Obviously I believe white on black racism exists but the current paradigm that only white people are racist and all must be punished and humiliated — at upscale dinner parties and worse, in classrooms, is pulling society apart. Any story that upholds the current thing’s constructed narrative, regardless of actual accuracy can be reported as if true. Is it gullibility by social justice warrior reporters, stupidity in legacy media newsrooms or a captured industry believing the end justifies the means?
This week’s episode with Billboard Chris Elston — a man who’s been campaigning against transing children exposes another issue media refuse to report accurately. Even as puberty blockers and disfiguring surgeries for teens are being outed by brave doctors as dangerous, objective reporting on the subject is difficult to find.
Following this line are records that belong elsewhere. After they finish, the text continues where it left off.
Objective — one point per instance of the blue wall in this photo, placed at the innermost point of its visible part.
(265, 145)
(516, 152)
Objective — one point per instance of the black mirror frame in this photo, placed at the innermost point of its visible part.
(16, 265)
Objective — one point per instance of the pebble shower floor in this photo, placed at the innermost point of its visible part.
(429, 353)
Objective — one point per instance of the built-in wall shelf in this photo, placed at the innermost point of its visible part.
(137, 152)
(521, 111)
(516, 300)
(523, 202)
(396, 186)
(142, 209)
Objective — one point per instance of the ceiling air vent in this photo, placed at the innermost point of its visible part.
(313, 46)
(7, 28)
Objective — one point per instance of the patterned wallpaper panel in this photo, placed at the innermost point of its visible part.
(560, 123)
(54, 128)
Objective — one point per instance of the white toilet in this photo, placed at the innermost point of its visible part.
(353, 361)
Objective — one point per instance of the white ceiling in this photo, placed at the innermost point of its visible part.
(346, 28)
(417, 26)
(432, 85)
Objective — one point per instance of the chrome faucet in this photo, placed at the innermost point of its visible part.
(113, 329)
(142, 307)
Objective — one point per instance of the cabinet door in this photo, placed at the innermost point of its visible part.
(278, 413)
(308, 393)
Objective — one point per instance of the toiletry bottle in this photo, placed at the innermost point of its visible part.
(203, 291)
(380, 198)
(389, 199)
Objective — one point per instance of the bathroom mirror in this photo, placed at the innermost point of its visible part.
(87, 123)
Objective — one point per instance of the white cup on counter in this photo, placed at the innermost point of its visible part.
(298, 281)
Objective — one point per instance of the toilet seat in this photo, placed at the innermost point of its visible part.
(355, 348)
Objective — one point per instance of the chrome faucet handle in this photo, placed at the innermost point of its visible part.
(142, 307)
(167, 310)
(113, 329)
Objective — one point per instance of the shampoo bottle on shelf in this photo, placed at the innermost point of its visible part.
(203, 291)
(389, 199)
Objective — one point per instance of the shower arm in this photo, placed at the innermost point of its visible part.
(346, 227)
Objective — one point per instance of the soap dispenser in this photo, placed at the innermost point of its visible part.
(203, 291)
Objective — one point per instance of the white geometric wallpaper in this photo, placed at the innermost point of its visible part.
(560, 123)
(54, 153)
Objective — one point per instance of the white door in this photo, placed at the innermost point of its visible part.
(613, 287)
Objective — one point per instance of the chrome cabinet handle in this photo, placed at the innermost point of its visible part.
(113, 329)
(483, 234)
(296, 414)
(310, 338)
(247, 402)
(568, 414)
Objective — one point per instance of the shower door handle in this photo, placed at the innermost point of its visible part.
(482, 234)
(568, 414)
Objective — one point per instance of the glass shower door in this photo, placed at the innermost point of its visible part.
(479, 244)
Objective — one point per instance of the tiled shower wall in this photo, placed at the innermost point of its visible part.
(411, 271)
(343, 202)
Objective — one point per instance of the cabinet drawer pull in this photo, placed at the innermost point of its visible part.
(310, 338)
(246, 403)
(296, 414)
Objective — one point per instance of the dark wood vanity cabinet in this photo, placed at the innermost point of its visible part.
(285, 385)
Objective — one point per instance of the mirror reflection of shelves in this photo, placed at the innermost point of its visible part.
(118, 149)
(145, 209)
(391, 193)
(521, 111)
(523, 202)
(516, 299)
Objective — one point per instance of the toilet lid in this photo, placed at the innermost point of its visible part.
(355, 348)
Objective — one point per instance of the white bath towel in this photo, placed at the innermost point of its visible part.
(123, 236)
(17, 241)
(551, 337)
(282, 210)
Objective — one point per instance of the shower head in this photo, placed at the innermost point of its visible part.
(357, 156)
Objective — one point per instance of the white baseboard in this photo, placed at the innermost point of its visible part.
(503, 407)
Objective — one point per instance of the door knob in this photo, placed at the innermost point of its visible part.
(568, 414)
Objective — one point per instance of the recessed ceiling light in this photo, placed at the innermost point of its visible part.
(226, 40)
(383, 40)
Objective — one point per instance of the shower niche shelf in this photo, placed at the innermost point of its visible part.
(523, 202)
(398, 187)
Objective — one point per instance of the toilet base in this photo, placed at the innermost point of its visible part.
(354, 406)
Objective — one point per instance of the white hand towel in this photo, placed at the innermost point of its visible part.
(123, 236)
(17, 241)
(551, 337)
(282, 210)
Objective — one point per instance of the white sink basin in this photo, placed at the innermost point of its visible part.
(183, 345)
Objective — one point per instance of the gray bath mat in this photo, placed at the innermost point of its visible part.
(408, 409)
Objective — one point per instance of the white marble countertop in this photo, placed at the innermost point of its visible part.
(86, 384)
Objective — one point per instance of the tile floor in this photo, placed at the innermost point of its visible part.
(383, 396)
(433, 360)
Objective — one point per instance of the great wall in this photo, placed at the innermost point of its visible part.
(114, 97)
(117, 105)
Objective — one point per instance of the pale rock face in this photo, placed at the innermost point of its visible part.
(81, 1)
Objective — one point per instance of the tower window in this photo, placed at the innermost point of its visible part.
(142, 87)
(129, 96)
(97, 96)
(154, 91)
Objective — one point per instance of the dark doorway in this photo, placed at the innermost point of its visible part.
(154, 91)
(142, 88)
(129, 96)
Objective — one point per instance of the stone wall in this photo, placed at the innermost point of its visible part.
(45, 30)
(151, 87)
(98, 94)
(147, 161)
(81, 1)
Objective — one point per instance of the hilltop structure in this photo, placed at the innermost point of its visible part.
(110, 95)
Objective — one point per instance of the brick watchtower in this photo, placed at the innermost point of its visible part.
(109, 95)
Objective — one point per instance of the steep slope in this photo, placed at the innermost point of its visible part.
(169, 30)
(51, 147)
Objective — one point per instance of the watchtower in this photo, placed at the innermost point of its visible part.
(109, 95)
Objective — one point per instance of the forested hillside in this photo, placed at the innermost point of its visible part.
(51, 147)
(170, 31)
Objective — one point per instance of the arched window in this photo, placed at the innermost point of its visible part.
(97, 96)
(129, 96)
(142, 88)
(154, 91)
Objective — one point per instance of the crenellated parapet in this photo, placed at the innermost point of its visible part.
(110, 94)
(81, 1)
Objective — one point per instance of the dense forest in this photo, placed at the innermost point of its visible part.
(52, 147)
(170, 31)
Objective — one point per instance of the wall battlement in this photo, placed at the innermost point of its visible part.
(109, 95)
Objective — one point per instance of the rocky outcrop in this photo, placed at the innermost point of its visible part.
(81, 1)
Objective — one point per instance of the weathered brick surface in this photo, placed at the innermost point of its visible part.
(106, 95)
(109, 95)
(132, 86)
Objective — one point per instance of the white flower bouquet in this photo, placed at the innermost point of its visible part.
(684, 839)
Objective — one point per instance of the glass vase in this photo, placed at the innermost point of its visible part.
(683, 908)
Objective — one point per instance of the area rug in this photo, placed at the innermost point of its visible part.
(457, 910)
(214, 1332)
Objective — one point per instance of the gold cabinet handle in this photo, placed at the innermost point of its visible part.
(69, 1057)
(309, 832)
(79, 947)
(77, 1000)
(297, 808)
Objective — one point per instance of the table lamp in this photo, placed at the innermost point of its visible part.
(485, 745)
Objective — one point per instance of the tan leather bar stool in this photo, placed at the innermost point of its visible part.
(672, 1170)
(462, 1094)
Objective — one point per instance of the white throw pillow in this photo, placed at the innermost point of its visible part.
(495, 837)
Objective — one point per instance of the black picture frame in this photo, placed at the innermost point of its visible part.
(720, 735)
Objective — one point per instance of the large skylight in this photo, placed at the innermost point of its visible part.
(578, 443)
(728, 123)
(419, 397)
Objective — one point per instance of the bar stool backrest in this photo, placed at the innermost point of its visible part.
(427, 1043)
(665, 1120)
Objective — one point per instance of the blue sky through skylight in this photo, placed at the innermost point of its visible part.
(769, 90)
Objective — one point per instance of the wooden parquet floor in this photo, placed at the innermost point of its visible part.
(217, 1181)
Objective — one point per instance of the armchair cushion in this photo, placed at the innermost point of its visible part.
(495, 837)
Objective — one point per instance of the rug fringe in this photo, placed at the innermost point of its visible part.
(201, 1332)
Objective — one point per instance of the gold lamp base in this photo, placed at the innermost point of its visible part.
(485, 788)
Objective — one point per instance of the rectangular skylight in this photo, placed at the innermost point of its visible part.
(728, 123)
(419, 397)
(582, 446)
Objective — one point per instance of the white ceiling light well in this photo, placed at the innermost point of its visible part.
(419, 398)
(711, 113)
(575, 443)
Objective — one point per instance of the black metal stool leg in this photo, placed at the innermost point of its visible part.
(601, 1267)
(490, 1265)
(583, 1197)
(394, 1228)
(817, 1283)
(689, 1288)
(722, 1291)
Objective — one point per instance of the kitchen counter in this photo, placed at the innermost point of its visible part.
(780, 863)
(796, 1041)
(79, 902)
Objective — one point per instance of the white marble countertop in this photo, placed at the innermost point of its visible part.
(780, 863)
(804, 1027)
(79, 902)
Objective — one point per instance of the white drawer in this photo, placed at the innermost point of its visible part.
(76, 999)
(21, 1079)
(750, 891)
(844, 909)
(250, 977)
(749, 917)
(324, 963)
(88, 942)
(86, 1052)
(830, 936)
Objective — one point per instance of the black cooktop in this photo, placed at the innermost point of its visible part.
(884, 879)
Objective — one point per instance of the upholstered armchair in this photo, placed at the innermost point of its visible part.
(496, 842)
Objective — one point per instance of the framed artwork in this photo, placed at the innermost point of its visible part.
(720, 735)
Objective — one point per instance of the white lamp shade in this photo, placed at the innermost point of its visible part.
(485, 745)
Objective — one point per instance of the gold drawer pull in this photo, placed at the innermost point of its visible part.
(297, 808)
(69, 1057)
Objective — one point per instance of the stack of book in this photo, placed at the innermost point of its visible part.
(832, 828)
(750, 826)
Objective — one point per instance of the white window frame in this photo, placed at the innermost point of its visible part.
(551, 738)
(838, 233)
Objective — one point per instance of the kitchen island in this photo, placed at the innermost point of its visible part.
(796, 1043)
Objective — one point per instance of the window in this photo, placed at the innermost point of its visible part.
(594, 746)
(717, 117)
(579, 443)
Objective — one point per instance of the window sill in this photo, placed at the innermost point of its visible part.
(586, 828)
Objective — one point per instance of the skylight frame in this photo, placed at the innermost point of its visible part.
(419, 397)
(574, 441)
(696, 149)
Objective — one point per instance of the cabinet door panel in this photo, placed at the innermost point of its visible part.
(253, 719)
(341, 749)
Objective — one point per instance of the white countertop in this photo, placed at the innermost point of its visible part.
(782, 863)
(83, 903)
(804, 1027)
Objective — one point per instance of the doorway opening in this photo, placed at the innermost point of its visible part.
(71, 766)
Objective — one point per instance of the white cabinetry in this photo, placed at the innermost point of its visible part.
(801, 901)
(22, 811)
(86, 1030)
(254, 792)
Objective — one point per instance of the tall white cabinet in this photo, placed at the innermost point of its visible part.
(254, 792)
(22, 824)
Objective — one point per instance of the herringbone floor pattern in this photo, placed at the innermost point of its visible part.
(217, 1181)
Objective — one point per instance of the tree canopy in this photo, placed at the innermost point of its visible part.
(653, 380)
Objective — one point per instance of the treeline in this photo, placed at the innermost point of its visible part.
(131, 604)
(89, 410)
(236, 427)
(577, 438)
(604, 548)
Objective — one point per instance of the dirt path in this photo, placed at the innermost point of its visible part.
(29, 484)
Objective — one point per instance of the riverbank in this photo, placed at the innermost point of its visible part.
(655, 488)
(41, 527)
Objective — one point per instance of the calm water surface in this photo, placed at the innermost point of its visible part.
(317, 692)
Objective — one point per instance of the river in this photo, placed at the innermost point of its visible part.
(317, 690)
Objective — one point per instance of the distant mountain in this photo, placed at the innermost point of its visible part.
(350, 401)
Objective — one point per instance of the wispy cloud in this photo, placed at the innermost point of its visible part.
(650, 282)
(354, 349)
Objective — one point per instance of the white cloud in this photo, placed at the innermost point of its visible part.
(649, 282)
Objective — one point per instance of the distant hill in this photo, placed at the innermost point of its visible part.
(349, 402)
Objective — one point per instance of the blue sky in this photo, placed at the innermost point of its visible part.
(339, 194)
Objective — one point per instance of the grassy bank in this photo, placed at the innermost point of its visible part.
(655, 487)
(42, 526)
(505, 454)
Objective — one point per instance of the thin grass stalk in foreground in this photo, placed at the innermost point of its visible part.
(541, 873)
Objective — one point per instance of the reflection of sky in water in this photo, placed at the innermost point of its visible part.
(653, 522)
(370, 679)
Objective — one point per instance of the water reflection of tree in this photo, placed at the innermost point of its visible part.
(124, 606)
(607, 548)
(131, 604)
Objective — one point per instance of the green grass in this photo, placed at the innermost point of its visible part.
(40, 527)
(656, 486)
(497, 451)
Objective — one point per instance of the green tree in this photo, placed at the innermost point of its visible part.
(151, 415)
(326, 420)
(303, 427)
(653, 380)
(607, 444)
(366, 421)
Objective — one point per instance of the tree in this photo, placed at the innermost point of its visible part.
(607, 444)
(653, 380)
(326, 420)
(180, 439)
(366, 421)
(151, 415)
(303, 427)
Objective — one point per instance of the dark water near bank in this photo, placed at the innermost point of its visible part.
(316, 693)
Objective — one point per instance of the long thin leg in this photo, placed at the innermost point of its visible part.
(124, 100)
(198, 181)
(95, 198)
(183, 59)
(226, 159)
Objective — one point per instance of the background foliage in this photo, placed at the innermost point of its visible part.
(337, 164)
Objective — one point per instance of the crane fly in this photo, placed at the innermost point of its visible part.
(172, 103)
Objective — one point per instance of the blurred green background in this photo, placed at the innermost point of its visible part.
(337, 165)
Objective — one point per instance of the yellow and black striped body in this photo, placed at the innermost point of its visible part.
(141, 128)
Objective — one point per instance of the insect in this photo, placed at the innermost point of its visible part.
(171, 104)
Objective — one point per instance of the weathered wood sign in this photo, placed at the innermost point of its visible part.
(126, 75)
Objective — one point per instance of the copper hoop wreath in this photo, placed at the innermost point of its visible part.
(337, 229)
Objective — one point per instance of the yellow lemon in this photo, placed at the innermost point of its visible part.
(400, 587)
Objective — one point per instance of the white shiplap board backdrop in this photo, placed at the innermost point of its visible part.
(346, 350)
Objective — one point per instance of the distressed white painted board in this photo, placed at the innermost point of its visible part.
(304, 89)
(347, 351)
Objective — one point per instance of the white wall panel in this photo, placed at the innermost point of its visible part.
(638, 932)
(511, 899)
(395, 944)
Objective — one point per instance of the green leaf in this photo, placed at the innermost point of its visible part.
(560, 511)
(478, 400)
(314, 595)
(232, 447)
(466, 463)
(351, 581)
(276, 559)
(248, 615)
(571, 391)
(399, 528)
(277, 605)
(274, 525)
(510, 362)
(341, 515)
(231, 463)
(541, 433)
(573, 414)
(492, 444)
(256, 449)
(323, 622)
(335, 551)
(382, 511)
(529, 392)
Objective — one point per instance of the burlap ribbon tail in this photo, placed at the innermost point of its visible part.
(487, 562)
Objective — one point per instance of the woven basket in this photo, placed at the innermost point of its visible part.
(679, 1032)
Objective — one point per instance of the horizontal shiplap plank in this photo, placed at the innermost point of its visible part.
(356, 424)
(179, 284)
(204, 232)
So the next time a video goes viral — or a news story seems like a perfect reflection of a favoured media stereotype — think for yourself.
Perhaps even….critically.
See you on the podcast!
The podcast of Megan Phelps-Roper’s investigation of the Central Park Karen story is what I use to enlighten people about media corruption. It is what I use to enter the discussion of Covid. If I go to Covid first, people shut down and refuse to listen. The Central Park Karen story is a better avenue to open up critical thinking.
I am so sick of political correctness and "intersectionality". So much so that I would much prefer the sexist 70's to this... I went to one of the most multicultural high schools in the GTA... Everyone got along for the most part. Yes, a lot of people "stuck" to their groups... the Italian kids hung out, the Jewish kids hung out, the kids from the housing project hung out (back then mostly "Canadian" but still a mix) but there were lots of people who roamed between groups. Lots of people joked about each other's ethnic background (I'd guess 80% first generation Canadians). People would ask me, "What are you? Greek, Italian? What?" If I answered Canadian I would get a look like what the hell are you talking about?! We could all tease and make fun of each other. Sometimes it went to far but we were teenagers. If big fights ever broke out it had more to do with what i think was typical... comment about a girlfriend or mother or something on those lines. I don't recall there ever being fights between races.
We all had a thicker skin back then and while I might not have liked being called little lady, at least people knew what a lady was... and the girl's room was a refuge.